La région des hêtres existe au nord comme au midi du Ventoux ; mais au midi ils occupent la région comprise entre 1,130 et 1,670 mètres. Au nord, la zone entière se trouve abaissée, car cet arbre se montre à 920 mètres de hauteur et cesse à 1,580. Au-dessous de 900 mètres, même au nord, les étés sont trop chauds pour que le hêtre, qui appartient aux essences de l’Europe moyenne, puisse prospérer. Dans la plaine du Rhône, il ne commence à apparaître qu’aux environs de Lyon, et il faut s’avancer jusque dans le nord de la France pour le trouver dans toute sa beauté, qu’il conserve en Belgique, en Allemagne et en Danemark, où il a de tout temps excité l’admiration des peintres et inspiré la muse champêtre. La limite septentrionale de cet arbre, déterminée avec beaucoup de soin par Alphonse de Candolle, forme une courbe qui, commençant un peu au nord d’Edimbourg, atteint son point culminant à Alvesund (latitude 61° 31′), près de Bergen en Norvège, redescend en Suède, au sud des lac Wettern et Wenern, coupe la côte de Poméranie près de Kœnigsberg, pour se diriger au sud-est à travers la Wolhynie jusqu’en Crimée (latitude 45 degrés), où elle atteint sa limite méridionale. On voit que dans la plaine comme sur la montagne le hêtre craint les fortes chaleurs ; mais il redoute également les hivers trop rudes, puisqu’il s’arrête en-deçà du cercle polaire. Sa limite septentrionale s’abaisse dans l’est où les hivers, comme on sait, sont d’autant plus rigoureux qu’on s’éloigne plus de l’Océan. Au contraire la modération des hivers et des étés lui permettent de s’avancer dans la France occidentale jusqu’au pied des Pyrénées.

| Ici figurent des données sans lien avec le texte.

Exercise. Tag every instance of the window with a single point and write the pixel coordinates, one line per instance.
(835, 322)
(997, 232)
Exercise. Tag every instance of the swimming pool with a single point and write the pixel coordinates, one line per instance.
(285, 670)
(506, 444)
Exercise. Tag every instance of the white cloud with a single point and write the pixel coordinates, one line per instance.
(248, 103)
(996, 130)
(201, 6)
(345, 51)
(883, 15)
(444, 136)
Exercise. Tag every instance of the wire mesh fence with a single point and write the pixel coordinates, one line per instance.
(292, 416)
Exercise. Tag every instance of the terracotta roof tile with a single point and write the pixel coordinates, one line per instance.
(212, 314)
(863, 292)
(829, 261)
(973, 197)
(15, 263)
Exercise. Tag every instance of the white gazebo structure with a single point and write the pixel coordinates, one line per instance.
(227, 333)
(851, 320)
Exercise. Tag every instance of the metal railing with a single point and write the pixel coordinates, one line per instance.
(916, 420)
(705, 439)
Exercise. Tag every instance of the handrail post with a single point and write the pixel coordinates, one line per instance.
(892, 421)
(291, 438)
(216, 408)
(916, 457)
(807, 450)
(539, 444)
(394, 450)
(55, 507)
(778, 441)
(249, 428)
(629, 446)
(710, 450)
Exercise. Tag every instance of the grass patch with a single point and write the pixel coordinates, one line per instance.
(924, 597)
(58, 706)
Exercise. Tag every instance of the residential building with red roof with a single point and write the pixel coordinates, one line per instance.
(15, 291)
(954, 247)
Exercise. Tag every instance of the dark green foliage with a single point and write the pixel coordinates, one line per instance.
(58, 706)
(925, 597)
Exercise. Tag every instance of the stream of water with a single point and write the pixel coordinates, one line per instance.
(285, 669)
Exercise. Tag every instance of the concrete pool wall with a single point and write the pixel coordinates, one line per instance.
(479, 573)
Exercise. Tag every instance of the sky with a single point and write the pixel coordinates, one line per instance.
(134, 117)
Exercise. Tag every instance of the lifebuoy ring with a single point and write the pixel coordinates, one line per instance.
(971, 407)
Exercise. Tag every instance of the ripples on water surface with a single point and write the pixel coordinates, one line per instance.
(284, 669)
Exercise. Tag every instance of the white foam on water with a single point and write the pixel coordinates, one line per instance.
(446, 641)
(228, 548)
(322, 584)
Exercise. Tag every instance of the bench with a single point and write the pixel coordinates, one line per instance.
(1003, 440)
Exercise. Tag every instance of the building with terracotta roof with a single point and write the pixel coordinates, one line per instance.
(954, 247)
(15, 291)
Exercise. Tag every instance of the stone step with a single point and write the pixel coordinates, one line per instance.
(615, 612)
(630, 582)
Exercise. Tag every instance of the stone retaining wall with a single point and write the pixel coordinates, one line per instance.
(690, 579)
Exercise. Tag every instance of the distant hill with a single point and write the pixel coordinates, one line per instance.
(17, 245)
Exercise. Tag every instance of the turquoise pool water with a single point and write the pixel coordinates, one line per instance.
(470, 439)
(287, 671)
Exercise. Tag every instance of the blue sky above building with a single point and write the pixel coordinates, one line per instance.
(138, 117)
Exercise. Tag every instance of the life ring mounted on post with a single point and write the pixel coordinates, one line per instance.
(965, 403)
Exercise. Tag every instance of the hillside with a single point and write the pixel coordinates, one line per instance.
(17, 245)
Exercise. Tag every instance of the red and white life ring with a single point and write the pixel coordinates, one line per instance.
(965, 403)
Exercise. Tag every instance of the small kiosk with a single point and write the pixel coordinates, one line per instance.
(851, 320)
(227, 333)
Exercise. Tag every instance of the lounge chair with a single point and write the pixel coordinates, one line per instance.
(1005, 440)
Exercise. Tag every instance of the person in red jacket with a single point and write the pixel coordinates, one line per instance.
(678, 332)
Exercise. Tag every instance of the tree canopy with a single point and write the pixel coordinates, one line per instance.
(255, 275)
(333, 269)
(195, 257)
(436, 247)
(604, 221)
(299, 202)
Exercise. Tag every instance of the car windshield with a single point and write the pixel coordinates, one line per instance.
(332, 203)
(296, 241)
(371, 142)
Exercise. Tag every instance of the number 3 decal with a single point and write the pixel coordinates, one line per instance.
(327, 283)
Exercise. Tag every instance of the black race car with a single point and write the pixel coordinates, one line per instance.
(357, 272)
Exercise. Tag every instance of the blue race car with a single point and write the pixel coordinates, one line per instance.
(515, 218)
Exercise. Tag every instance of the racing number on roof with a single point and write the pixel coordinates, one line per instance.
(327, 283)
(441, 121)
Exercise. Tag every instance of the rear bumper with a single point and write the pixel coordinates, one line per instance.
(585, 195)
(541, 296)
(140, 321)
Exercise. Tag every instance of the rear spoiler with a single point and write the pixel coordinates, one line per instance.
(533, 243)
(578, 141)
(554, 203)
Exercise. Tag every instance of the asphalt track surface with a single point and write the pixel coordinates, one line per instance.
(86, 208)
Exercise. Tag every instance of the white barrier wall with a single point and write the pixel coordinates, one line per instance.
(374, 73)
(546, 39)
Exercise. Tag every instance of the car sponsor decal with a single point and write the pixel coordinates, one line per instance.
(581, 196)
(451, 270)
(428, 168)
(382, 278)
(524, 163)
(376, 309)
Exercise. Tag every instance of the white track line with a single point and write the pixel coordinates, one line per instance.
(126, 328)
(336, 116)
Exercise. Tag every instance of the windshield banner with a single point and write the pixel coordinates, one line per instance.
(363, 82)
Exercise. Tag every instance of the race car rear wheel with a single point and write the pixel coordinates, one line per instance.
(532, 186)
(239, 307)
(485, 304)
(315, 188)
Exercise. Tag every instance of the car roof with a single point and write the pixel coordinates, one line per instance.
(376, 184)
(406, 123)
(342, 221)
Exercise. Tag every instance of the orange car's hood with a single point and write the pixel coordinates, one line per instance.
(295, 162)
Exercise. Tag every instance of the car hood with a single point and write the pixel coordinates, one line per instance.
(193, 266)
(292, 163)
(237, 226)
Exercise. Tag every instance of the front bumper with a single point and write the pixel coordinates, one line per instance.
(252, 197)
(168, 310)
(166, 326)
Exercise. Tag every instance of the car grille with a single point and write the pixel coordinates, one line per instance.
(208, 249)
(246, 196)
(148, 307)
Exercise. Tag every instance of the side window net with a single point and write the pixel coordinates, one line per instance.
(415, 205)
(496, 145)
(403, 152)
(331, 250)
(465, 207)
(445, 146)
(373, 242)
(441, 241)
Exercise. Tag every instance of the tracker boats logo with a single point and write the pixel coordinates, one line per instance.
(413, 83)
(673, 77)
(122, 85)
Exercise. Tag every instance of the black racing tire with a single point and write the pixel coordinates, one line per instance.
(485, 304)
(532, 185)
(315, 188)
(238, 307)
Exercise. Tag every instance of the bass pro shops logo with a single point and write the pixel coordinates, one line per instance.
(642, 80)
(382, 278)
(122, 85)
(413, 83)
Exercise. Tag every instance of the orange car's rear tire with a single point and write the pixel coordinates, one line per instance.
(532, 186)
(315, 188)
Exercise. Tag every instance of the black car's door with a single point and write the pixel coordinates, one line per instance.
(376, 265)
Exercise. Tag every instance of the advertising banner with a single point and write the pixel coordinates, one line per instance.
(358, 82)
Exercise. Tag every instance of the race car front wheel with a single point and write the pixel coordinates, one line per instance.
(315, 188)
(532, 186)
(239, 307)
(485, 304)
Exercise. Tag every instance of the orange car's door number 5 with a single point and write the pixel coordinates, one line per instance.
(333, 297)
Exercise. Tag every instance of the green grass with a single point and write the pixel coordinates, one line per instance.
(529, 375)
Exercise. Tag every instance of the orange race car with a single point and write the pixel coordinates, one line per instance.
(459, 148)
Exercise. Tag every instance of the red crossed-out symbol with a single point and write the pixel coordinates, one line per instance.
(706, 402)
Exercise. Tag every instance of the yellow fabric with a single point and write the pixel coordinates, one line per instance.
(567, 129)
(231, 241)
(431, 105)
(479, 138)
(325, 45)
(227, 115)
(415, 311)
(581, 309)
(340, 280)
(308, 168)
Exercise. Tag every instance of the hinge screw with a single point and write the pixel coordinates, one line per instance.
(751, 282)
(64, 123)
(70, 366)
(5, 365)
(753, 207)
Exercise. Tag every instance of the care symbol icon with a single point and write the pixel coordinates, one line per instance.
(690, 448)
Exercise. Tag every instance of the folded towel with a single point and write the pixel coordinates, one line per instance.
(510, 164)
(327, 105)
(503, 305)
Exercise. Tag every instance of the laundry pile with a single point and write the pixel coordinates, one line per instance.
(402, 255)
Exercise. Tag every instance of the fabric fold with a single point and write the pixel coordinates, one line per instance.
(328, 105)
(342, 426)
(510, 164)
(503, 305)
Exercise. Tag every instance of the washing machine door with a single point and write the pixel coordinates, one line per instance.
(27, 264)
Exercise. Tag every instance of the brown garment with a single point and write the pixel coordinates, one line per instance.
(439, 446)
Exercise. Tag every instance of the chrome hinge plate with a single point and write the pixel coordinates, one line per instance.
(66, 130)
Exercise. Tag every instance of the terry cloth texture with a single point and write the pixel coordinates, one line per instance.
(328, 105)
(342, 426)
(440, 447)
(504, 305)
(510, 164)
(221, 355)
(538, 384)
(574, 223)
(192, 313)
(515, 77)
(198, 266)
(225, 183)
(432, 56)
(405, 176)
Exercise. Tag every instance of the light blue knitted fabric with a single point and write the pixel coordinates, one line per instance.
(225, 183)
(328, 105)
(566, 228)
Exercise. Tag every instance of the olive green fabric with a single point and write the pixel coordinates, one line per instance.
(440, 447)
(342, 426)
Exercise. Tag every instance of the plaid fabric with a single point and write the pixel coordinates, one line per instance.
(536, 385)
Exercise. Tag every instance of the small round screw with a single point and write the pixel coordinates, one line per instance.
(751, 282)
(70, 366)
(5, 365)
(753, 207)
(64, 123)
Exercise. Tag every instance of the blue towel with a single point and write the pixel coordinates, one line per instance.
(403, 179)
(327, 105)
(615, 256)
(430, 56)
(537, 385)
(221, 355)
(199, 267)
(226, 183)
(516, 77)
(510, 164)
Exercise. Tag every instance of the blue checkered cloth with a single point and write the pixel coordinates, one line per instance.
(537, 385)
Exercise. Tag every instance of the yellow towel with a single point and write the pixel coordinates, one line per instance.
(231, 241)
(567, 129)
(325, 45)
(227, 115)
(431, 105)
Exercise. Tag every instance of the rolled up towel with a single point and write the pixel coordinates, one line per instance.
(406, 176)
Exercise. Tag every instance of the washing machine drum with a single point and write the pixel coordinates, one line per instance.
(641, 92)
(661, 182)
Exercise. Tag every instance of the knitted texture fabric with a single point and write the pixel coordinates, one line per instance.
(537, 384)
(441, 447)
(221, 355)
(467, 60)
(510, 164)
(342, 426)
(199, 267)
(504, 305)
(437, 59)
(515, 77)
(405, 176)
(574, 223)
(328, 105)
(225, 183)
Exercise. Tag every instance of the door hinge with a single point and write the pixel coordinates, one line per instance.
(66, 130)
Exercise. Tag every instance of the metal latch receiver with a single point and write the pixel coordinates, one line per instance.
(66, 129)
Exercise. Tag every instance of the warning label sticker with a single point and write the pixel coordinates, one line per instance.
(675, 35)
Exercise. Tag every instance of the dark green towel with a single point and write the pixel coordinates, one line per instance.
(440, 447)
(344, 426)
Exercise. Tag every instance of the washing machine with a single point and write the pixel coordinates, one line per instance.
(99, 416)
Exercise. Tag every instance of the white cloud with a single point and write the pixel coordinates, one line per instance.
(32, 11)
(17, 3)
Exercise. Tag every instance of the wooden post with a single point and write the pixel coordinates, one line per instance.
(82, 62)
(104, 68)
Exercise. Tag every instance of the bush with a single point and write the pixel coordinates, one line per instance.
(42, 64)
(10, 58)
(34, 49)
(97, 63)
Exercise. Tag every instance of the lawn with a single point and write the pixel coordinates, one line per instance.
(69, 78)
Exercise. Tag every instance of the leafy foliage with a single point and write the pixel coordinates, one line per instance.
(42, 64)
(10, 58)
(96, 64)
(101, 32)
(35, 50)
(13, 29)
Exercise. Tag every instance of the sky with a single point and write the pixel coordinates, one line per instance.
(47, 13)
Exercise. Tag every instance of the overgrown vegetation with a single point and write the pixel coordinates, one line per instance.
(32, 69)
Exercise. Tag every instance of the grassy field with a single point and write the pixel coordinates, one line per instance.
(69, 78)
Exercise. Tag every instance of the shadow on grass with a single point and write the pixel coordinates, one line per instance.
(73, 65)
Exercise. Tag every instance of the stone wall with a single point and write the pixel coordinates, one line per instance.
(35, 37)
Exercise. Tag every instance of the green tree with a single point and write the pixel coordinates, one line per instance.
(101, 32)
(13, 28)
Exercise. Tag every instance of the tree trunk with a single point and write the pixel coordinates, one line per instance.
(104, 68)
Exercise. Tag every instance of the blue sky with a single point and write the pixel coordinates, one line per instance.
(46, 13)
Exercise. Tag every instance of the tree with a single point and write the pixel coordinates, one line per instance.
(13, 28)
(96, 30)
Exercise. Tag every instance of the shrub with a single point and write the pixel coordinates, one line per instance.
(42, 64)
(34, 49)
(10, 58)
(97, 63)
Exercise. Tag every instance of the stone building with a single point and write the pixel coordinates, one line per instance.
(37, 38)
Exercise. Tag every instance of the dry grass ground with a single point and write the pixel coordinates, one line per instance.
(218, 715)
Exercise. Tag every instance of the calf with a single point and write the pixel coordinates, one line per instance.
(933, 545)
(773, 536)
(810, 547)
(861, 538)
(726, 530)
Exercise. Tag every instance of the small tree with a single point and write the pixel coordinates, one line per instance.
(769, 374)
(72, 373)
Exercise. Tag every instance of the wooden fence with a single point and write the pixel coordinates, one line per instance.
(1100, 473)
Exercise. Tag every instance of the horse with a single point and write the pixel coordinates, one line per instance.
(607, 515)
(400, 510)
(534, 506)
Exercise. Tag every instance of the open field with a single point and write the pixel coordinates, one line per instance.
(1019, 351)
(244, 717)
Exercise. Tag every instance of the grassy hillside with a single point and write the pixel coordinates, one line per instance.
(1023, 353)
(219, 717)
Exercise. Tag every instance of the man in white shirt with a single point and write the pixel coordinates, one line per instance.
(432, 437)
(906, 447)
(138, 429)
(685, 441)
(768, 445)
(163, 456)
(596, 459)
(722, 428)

De la région des hêtres, on descend dans celle du buis, du thym et des lavandes, qui est excessivement étroite sur le versant nord du Ventoux, car elle est comprise entre 800 et 910 mètres. La zone végétale placée immédiatement au-dessous de celle-ci est caractérisée par un arbre que nous chercherions vainement sur le versant méridional. Le noyer est cultivé sur les pentes septentrionales du Ventoux. Le dernier auquel j’aie suspendu mon baromètre pour mesurer son altitude se trouvait près de la chapelle de Saint-Sidoine, à 797 mètres au-dessus de la Méditerranée. Le noyer est originaire de la Perse et spontané dans les régions au sud du Caucase.-Dans l’Europe occidentale, il ne dépasse pas le 56e degré de latitude, savoir : la latitude d’Edimbourg et de Copenhague ; il ne faut donc pas s’étonner s’il ne s’élève pas davantage sur le flanc septentrional du Ventoux. Plus haut d’ailleurs sa culture serait illusoire, car, n’étant plus protégé par les contre-forts des montagnes opposées, le vent abattrait ses fruits bien avant leur maturité.

La région la plus basse du versant nord du Ventoux est caractérisée par la présence du chêne vert. Il ne dépasse pas l’altitude de 620 mètres. Plus haut le climat serait trop rude pour lui. Sur les côtes océaniques de la France, où les hivers sont si doux, le dernier bois de chênes verts se trouve dans l’île de Noirmoutiers, près de l’embouchure de la Loire, par le 47° degré de latitude.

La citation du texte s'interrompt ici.